Otuz yaşlarındaki, hafif kamburu çıkmış kadın, prangalarından kurtulduğu için sözcüklerle anlatılamayacak kadar mutluydu. Göz pınarlarından bir damla mutluluk gözyaşı elmacık kemikleri çıkık yanağına düştü. Neşeyle elindeki süpürge ile spor salonunu süpürmeye başladı. Vakit öğlene doğruydu. Devasa salonda iki genç kız, ve orta yaşlı bir adam spor yapıyorlardı. Henüz otuzunda olmasına rağmen, çektiği dayanılmaz ıstıraplardan dolayı saçları beyaza dönen kadın, özgür olmanın kendine verdiği anlatılmaz hayat enerjisiyle bütün spor aletlerinin her köşesini hakkını vererek süpürüyordu. Arada aklına çektikleri geliyordu. Geliyordu gelmesine lakin artık bir işi vardı. Devlet de kendisine ve dünya tatlısı kızına bir ev vermişti. Bir işi ve başlarını sokacakları bir evi vardı. En güzeli de artık aşağılanmayacaktı. Her insan gibi onuruyla yaşayacaktı. Spor Hocaları da durumdan haberdarlardı. Spor salonu sahibi gibi, onlar da hayata tutunmaya çalışan kadına sevgiyle destek oluyorlardı. Bu da kadının kendisini daha güçlü hissetmesini sağlıyordu. Her şeye rağmen kadının üzerinde bir tedirginlik vardı. Spor yapan insanların yanından geçerken onlara ürkek bakışlarla bakıyordu.

Salon sahibi kısa boylu adam, biri erkek biri kadın olan iki spor hocasına ve çalışanlarına öğlene doğru yemek ısmarladı. Kadın, temizlik yaparken hayli yorulmuştu. Acıkmıştı da. Yemeğini bir çırpıda midesine indirdi. Hepsi, acımayla karışık sevgi dolu bakışlarıyla, fark ettirmeden kadına bakıyorlardı. Kadının sağ gözünün altında büyük bir jilet yarası vardı. Salon sahibinin yüzüne anlatılmaz bir keder yerleşti. Kadının çekmiş olduğu dayanılmaz acıları gözünün önüne getirmiş olmalıydı. O esnada kadınla göz göze geldi. Telaşla gözlerini kadının gözlerinden uzaklaştırdı. Kadın spor hocası hem cinsinin utanmaması için birbiri altına espriler yaptı. Hepsini gülmekten kırdı geçirdi. Bakışların üzerinden çekilmesiyle rahatlayan kadın da güldü. Çok güldü. O an aklına, çocukluk yılları geldi. Babası da, tıpkı bu kadın spor hocası gibi çok komikti. Annesini, kendisini ve kardeşlerini karınlarını çatlatacak kadar güldürürdü. Gerillalar, çeltik tarlalarında pirinç toplarken babasını katledinceye kadar hep gülmüştü. O günden sonra ise hiç gülmemiş, hep ağlamıştı. İnsan kaçakçıları annesini, kendisini ve kardeşlerini başka insanlara satmıştı..

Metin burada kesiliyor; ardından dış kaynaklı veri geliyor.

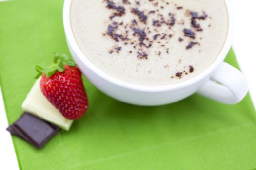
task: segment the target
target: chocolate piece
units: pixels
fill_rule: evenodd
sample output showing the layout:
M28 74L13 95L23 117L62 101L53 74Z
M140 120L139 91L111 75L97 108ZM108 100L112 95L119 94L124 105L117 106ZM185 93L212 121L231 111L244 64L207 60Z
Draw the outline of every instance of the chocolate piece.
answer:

Erkek spor hocası, kadının gözlerinin buğulandığını gördü. Hepsi onun hayata tutunabilmesi için çırpınıyorlardı. Üzüldü. Çok üzüldü. Ona neden üzüldüğünü sordu. Kadın bir şey olmadığını söyledi. Sonra hepsine yürekten teşekkür ederek ayağa kalktı. Çalışmaya devam edecekti. Salon sahibi bunu fark etti. Babacan bir tavırla kadına öğle paydosunda olduklarını ve dinlenmek için daha yarım saatleri olduğunu söyledi. Söyledi söylemesine ama kadın kendilerine o kadar minnettardı ki; çalışarak, çok çalışarak onlara duyduğu minnettarlığı göstermek istiyordu. Kibar bir şekilde, salon sahibine karnının doyduğunu, çalışmaya gideceğini söyledi. Çalışanların göz pınarları doldu. Lakin bu durumu ona belli etmemek için her biri başka tarafa baktı. Çalışanlarından farkı olmayan salon sahibi; ne derse desin, o an, bu saygı duyulacak kadını durduramayacağından emin olduğu için ona sevgi dolu bir ses tonuyla: "Peki kızım. Sen bilirsin.." dedi. Kadın hepsine ürkek ve sevgi dolu bakışlarla baktı. Odanın kenarında duran paspası alarak hızla uzaklaştı…

Akşama doğru salon çok kalabalıktı. İşlerinden çıkanlar birer ikişer salona akın ediyorlardı. Kadın, aralarda dinlenme hakkı olmasına rağmen hiç dinlenmiyor, hep çalışıyordu. Salon sahibi, çalışmaya başladığı gün kendisine bir miktar avans vermişti. Kadının aklına avans geldi. Sonrasında da yavrusu. İş dönüşü, ona güzel bir yemek yapacak; birlikte ağız tadıyla yemeklerini yiyeceklerdi. Yüzünde bir tebessüm oluştu. Daha bir şevkle temizliğine devam etti…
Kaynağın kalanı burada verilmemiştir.